Hundreds of millions of phone numbers linked to Facebook accounts have been found online.
The exposed server contained more than 419 million records over several databases on users across geographies, including 133 million records on U.S.-based Facebook users, 18 million records of users in the U.K., and another with more than 50 million records on users in Vietnam.
But because the server wasn’t protected with a password, anyone could find and access the database.
Each record contained a user’s unique Facebook ID and the phone number listed on the account. A user’s Facebook ID is typically a long, unique and public number associated with their account, which can be easily used to discern an account’s username.
But phone numbers have not been public in more than a year since Facebook restricted access to users’ phone numbers.
TechCrunch verified a number of records in the database by matching a known Facebook user’s phone number against their listed Facebook ID. We also checked other records by matching phone numbers against Facebook’s own password reset feature, which can be used to partially reveal a user’s phone number linked to their account.
Some of the records also had the user’s name, gender and location by country.
This is the latest security lapse involving Facebook data after a string of incidents since the Cambridge Analytica scandal, which saw more than 80 million profiles scraped to help identify swing voters in the 2016 U.S. presidential election.
Since then the company has seen several high-profile scraping incidents, including at Instagram, which recently admitted to having profile data scraped in bulk.
This latest incident exposed millions of users’ phone numbers just from their Facebook IDs, putting them at risk of spam calls and SIM-swapping attacks, which relies on tricking cell carriers into giving a person’s phone number to an attacker. With someone else’s phone number, an attacker can force-reset the password on any internet account associated with that number.
Sanyam Jain, a security researcher and member of the GDI Foundation, found the database and contacted TechCrunch after he was unable to find the owner. After a review of the data, neither could we.

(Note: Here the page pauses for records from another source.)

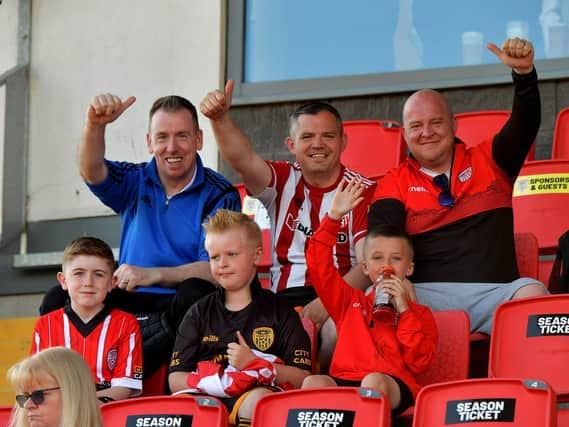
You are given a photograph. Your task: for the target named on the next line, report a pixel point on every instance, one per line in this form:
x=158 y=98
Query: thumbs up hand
x=216 y=104
x=239 y=353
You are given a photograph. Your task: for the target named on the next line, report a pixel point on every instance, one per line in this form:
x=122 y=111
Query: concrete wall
x=130 y=47
x=9 y=21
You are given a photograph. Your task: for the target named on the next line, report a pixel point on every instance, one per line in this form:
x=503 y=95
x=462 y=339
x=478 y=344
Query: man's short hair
x=386 y=230
x=90 y=246
x=173 y=103
x=313 y=108
x=225 y=220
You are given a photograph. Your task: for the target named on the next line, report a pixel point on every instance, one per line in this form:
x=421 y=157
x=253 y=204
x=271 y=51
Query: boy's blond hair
x=225 y=220
x=90 y=246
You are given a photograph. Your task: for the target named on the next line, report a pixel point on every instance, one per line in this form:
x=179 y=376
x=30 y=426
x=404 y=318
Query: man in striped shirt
x=297 y=196
x=107 y=338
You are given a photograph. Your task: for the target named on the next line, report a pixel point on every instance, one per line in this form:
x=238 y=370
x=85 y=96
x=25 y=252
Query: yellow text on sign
x=550 y=183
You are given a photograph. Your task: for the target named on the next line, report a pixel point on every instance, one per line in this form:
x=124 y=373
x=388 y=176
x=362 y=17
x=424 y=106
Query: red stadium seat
x=156 y=383
x=530 y=339
x=541 y=194
x=349 y=406
x=452 y=357
x=527 y=254
x=477 y=126
x=562 y=414
x=453 y=349
x=486 y=402
x=310 y=328
x=254 y=209
x=560 y=149
x=180 y=410
x=374 y=146
x=5 y=414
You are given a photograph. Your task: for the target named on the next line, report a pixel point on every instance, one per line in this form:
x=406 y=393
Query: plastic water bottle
x=383 y=309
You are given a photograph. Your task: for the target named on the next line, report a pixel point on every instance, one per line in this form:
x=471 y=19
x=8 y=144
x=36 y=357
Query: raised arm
x=513 y=142
x=103 y=109
x=235 y=146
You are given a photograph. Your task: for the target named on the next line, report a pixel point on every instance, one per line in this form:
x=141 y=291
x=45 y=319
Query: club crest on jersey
x=465 y=175
x=263 y=338
x=112 y=359
x=294 y=224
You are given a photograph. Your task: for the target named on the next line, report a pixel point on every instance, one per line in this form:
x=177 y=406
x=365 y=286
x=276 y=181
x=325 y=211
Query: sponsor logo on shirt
x=263 y=337
x=417 y=189
x=112 y=359
x=295 y=224
x=210 y=338
x=465 y=175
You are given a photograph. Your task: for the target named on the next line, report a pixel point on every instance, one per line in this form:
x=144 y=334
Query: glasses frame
x=37 y=396
x=445 y=197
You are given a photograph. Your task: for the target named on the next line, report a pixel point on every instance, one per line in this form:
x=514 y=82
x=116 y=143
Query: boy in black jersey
x=241 y=341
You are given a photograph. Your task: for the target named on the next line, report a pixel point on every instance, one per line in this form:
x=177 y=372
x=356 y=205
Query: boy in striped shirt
x=108 y=339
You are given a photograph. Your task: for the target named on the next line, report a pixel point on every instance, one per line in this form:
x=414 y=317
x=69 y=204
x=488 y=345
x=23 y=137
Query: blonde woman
x=54 y=388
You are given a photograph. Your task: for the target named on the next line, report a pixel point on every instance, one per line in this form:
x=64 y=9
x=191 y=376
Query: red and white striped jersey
x=110 y=343
x=295 y=209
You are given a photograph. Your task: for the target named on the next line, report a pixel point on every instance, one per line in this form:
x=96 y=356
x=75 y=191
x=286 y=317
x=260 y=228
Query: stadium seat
x=560 y=149
x=156 y=383
x=374 y=146
x=453 y=349
x=474 y=127
x=541 y=194
x=253 y=207
x=346 y=406
x=310 y=328
x=563 y=414
x=452 y=357
x=527 y=254
x=527 y=257
x=486 y=402
x=181 y=410
x=530 y=339
x=5 y=414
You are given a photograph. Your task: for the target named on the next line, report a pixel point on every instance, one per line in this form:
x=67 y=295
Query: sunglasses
x=37 y=396
x=445 y=197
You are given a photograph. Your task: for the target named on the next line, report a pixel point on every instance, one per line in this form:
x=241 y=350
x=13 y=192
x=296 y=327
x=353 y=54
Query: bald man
x=456 y=202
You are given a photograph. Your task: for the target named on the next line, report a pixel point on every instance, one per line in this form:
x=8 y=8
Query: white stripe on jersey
x=101 y=348
x=66 y=332
x=131 y=342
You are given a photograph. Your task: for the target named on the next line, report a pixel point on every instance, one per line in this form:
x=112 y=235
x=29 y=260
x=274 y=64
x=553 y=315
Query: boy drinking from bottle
x=375 y=348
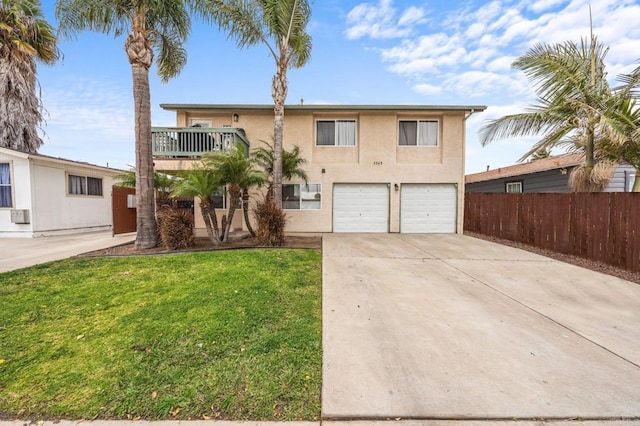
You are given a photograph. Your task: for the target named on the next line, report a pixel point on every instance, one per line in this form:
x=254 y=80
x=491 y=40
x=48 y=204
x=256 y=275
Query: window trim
x=630 y=180
x=300 y=185
x=11 y=185
x=86 y=178
x=194 y=121
x=335 y=120
x=514 y=182
x=418 y=120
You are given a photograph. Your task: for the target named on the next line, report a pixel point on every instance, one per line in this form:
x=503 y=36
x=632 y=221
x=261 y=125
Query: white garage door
x=428 y=208
x=361 y=207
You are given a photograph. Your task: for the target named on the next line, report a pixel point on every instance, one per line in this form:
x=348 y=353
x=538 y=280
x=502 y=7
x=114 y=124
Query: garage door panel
x=428 y=208
x=360 y=208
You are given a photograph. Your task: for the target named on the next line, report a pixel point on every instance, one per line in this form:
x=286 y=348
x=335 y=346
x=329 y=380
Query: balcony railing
x=192 y=142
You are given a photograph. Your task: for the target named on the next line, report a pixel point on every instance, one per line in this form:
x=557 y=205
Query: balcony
x=192 y=142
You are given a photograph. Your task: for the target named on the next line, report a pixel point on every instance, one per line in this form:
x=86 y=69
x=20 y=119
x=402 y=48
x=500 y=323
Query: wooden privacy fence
x=604 y=227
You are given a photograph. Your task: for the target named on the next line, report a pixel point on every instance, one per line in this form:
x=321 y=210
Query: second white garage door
x=428 y=208
x=361 y=207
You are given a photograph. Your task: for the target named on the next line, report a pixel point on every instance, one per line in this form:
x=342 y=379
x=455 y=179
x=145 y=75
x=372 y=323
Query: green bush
x=176 y=228
x=271 y=222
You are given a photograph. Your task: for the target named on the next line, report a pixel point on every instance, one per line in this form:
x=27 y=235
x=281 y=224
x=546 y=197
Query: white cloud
x=380 y=21
x=411 y=16
x=468 y=52
x=543 y=5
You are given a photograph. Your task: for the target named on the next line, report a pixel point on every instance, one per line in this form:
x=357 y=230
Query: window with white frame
x=200 y=122
x=219 y=199
x=302 y=196
x=418 y=133
x=336 y=132
x=6 y=190
x=513 y=187
x=84 y=185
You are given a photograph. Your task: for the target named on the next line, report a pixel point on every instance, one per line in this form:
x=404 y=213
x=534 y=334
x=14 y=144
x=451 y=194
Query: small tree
x=201 y=182
x=292 y=162
x=236 y=171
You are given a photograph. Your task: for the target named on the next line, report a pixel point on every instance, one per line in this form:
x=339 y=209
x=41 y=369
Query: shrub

But after we contacted the web host, the database was pulled offline.
Jain said he found profiles with phone numbers associated with several celebrities.
Facebook spokesperson Jay Nancarrow said the data had been scraped before Facebook cut off access to user phone numbers.
“This data set is old and appears to have information obtained before we made changes last year to remove people’s ability to find others using their phone numbers,” the spokesperson said. “The data set has been taken down and we have seen no evidence that Facebook accounts were compromised.”
Facebook later claimed the server contained “about 220 million” records.
But questions remain as to exactly who scraped the data, when it was scraped from Facebook and why.
Facebook has long restricted developers‘ access to user phone numbers. The company also made it more difficult to search for friends’ phone numbers. But the data appeared to be loaded into the exposed database at the end of last month — though that doesn’t necessarily mean the data is new.
This latest data exposure is the most recent example of data stored online and publicly without a password. Although often tied to human error rather than a malicious breach, data exposures nevertheless represent an emerging security problem.
In recent months, financial giant First American left data exposed, as did MoviePass and the Senate Democrats.